The mortgage paydown’s unique advantage: Guaranteed return, zero risk
| Mortgage Paydown Advantage | Details |
|---|---|
| Guaranteed return | Equal to your mortgage rate — no market risk |
| Psychological benefit | Becoming mortgage-free is a powerful feeling of security |
| Reduced mandatory expenses | Once paid off, your monthly housing cost drops dramatically |
| Protection against rate increases | Paying down faster reduces exposure at renewal |
| No sequence-of-returns risk | You won’t lose value in a market crash |
For risk-averse Canadians, the certainty of mortgage paydown has real value beyond the raw math.
Decision framework
| Your Situation | Recommendation |
|---|---|
| Mortgage rate < 4%, unused TFSA room | TFSA first — easy decision |
| Mortgage rate 4–5%, long time horizon (15+ years) | TFSA first — returns likely exceed mortgage rate |
| Mortgage rate 5–6%, 10+ year horizon | Hybrid — maximize TFSA room, then extra mortgage payments |
| Mortgage rate > 6% | Mortgage first — guaranteed high return is compelling |
| Significant unused TFSA room ($20K+) | TFSA first — capture the room before it’s wasted |
| TFSA already maxed | Mortgage paydown — or consider RRSP/FHSA |
| Approaching renewal at higher rate | Mortgage paydown — reduce the balance before the rate increases |
| Risk-averse / values being debt-free | Mortgage paydown — the guaranteed return matches your temperament |
| Comfortable with market volatility, long horizon | TFSA first — maximize tax-free compounding |
The hybrid strategy (often the best answer)
| Step | Action | Why |
|---|---|---|
| 1 | Maximize TFSA annual contribution ($7,000) | Capture scarce tax-free room |
| 2 | If employer RRSP match exists, contribute enough to get the full match | Free money — guaranteed 50–100% return |
| 3 | If FHSA-eligible, contribute $8,000/year | Tax deduction + tax-free growth + tax-free withdrawal |
| 4 | Direct remaining surplus to mortgage prepayment | Guaranteed return, reduces debt |
Hybrid example: $1,500/month surplus
| Allocation | Monthly | Annual | Purpose |
|---|---|---|---|
| TFSA | $583 | $7,000 | Tax-free compounding |
| Mortgage prepayment | $917 | $11,000 | Guaranteed return; early payoff |
Result after 25 years (assuming 7% TFSA return, 5% mortgage):
- TFSA portfolio: ~$405,000 (tax-free)
- Mortgage paid off approximately 8 years early
- Total interest saved: ~$72,000
- Combined net wealth gain: ~$477,000
This beats both the pure TFSA approach and the pure mortgage paydown approach by capturing the best of both.

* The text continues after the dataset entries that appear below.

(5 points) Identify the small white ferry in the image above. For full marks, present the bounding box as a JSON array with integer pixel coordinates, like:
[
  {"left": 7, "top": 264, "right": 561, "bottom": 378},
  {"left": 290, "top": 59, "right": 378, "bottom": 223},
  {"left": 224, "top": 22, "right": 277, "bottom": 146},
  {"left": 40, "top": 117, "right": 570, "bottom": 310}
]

TFSA vs mortgage vs RRSP: Priority order
| Priority | Account | Why |
|---|---|---|
| 1 | FHSA (if eligible) | Tax deduction + tax-free growth + tax-free withdrawal — best account in Canada |
| 2 | TFSA (if unused room) | Tax-free compounding; limited room |
| 3 | RRSP (if employer match) | Guaranteed return from match |
| 4 | Mortgage prepayment | Guaranteed return equal to mortgage rate |
| 5 | RRSP (no match) | Tax-deferred growth |
| 6 | Non-registered investing | Growth is taxable |
This priority order assumes a mortgage rate of 4–6% and a long investment horizon. Adjust if your mortgage rate is exceptionally high or you are close to retirement.